Design of the basic hardware
I started designing the hardware around the linear guide rail. Requirements were simple: 40mm movement and, height of the whole assembly as low as possible.
So I started sketching on my notepad and searched ebay for a suitable stepper motor. I found a nema 8 stepper, that was short enough to allow a directly mounted lead screw and 200 steps per revolution, which together with a M5 screw results in exactly 4μm movement per step. I don't think this assembly can achieve this precision, but this means, that the 8μm per scan-line are exactly two steps, which is very good. Note that these are full steps, not micro steps. Microstepping will not really help to improve positional accuracy. There was a hackaday article about that some time ago, but I don't want to look it up now.
This is how these sketchs usually look like. There are a lot of rapid changes while each part gets refined, and refined again after thinking about how it moves, and how it fits together. So it looks a bit rough at the end, and the apple cider I just poured over it while writing this log didn't help...
After enough hand drawn iterations a 3d model of the whole assembly was made.
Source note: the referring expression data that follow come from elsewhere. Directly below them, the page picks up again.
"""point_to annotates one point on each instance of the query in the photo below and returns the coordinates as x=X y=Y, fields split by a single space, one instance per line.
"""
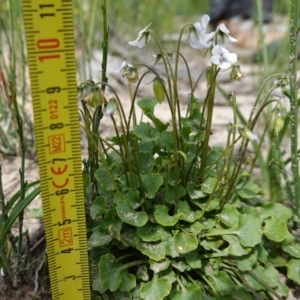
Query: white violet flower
x=223 y=31
x=111 y=107
x=198 y=37
x=222 y=58
x=247 y=133
x=281 y=88
x=129 y=71
x=142 y=39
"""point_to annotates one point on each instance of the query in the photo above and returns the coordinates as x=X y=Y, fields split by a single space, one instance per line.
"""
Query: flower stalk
x=294 y=14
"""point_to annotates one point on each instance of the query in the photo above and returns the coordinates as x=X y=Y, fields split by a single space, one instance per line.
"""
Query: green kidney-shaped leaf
x=130 y=216
x=134 y=199
x=142 y=273
x=157 y=289
x=151 y=184
x=147 y=104
x=150 y=232
x=222 y=283
x=192 y=292
x=195 y=192
x=99 y=238
x=235 y=248
x=128 y=281
x=185 y=243
x=155 y=251
x=208 y=185
x=294 y=270
x=247 y=189
x=275 y=229
x=249 y=231
x=146 y=161
x=193 y=260
x=192 y=228
x=187 y=214
x=161 y=214
x=293 y=249
x=110 y=272
x=158 y=266
x=246 y=262
x=276 y=210
x=98 y=207
x=229 y=216
x=104 y=180
x=146 y=133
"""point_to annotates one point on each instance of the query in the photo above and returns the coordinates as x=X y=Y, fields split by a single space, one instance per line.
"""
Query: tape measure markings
x=53 y=83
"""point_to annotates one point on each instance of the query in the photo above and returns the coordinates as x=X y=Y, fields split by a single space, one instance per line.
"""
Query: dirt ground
x=32 y=285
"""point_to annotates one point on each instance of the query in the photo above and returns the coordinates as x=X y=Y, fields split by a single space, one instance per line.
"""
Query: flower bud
x=91 y=99
x=95 y=97
x=111 y=107
x=277 y=119
x=247 y=133
x=235 y=73
x=158 y=89
x=132 y=75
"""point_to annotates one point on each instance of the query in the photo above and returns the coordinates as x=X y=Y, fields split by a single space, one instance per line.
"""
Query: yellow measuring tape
x=50 y=47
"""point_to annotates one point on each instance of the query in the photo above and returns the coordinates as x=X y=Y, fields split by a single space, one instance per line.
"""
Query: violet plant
x=170 y=216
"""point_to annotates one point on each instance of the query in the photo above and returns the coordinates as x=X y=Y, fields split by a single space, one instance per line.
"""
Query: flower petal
x=215 y=59
x=224 y=64
x=205 y=20
x=230 y=57
x=123 y=65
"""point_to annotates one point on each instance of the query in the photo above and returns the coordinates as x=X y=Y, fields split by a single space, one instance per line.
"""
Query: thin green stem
x=294 y=15
x=104 y=44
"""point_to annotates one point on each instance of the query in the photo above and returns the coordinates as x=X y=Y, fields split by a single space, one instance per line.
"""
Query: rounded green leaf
x=192 y=292
x=209 y=184
x=130 y=216
x=187 y=214
x=275 y=229
x=293 y=249
x=222 y=283
x=157 y=289
x=151 y=183
x=229 y=216
x=276 y=210
x=104 y=180
x=128 y=281
x=235 y=248
x=294 y=270
x=185 y=243
x=161 y=214
x=150 y=232
x=155 y=251
x=99 y=238
x=247 y=189
x=158 y=266
x=246 y=262
x=192 y=229
x=193 y=260
x=249 y=231
x=109 y=272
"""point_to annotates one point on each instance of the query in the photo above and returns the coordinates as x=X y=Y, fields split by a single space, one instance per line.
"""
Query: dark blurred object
x=227 y=9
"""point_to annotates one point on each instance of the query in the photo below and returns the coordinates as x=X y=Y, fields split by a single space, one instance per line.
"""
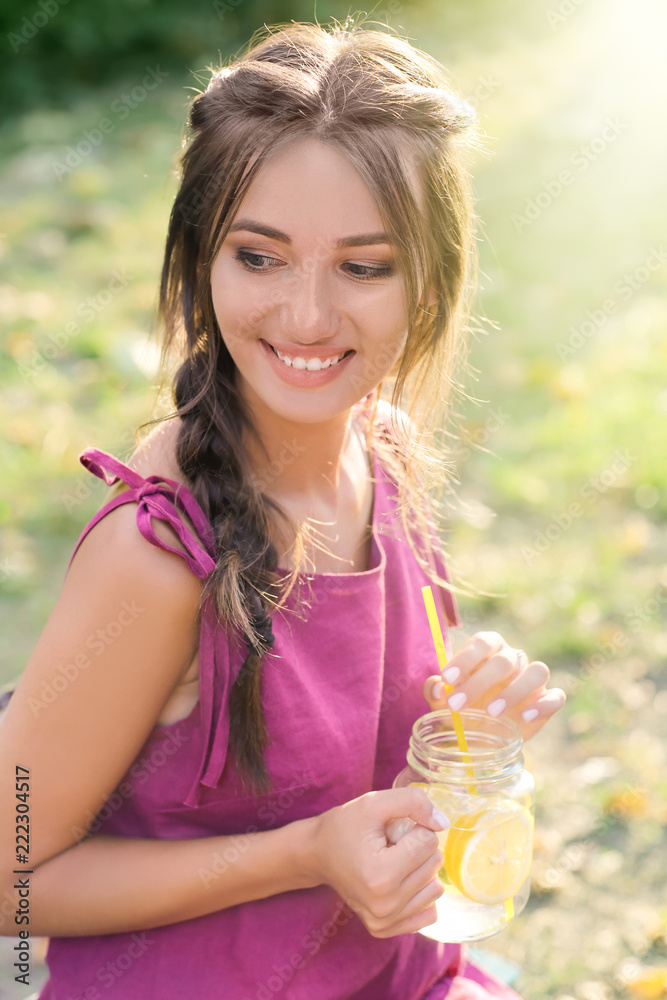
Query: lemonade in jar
x=488 y=797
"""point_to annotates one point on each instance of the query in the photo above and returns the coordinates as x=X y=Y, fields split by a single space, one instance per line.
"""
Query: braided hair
x=389 y=108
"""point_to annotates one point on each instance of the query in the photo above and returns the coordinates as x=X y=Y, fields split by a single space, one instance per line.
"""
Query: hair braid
x=245 y=570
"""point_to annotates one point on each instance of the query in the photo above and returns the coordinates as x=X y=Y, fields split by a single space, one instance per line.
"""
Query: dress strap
x=157 y=497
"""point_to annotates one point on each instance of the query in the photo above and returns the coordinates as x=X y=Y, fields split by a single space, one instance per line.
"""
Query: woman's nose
x=309 y=311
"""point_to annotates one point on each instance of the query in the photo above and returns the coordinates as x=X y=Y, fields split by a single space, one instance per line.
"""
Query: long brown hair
x=391 y=110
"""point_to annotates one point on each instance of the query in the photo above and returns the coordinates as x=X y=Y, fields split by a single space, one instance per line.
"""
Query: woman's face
x=306 y=272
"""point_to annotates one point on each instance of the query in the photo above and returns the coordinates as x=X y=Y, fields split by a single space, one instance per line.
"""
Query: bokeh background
x=558 y=520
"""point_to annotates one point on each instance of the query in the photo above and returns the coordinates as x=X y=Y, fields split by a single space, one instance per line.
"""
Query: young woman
x=214 y=714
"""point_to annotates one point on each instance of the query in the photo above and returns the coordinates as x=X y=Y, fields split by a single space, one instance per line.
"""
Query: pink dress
x=341 y=690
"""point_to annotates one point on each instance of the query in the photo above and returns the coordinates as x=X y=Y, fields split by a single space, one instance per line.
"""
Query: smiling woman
x=216 y=780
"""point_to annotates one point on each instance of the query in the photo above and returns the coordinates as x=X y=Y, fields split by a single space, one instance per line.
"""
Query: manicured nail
x=457 y=701
x=440 y=818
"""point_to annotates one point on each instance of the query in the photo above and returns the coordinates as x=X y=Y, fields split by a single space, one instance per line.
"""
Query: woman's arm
x=107 y=885
x=83 y=708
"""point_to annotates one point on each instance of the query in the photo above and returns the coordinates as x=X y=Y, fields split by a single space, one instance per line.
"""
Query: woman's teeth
x=313 y=365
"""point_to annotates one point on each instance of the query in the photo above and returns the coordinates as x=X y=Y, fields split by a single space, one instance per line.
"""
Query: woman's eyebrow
x=360 y=240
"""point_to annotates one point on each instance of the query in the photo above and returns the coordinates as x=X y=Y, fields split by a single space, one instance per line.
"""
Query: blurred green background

This is not only useful because most parts will be 3d printed, but the 3d visualisation also makes it easier to find any problems of moving components not having enough clearance, not reachable screws, etc.
The first image shows the side where it gets mounted to the camera. The long part inside the window with the cross on top is the sensor. At the top corner. The two flat plates will be made out of mdf and everything else will be 3d printed. The linear axis has adjustable mechanical endstops, and adjustable endstop switches on both ends.